At the Shenandoah Conservatory of Music, Mac Wiseman studied speech and radio, and emerged with skills that led to his ascent as a musician, a broadcaster, and on-air personality. He made his studio debut as a bass player in 1946, on records that the famed Art Satherley produced for Mollie O’Day. Soon, Wiseman was performing with Lester Flatt and Earl Scruggs, before working as Bill Monroe’s lead singer in the Blue Grass Boys.
In 1951, he recorded “’Tis Sweet to Be Remembered” for Dot Records, launching a solo career that took him across the world. He also helped found the Country Music Association, served as a record label chief, and recorded with a cross-genre array of artists including songwriting heroes Merle Haggard and John Prine, Rock and Roll Hall of Fame member Duane Eddy, and big band leader Woody Herman.

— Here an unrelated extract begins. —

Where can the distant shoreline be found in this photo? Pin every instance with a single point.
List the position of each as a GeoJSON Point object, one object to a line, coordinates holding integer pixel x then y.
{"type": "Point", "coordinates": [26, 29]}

In a conversation, peppered with audio and video clips and Wiseman’s shining humor, he details his experiences.
The program concludes with Grammy-nominated songwriter and guitarist Thomm Jutz joining Wiseman for renditions of “Blue Ridge Mountain Blues,” “I Heard My Mother Call My Name in Prayer” (these first two songs from Wiseman’s “Songs From My Mother’s Hand” album) and classics “Jimmy Brown, the Newsboy” and “’Tis Sweet to Be Remembered.”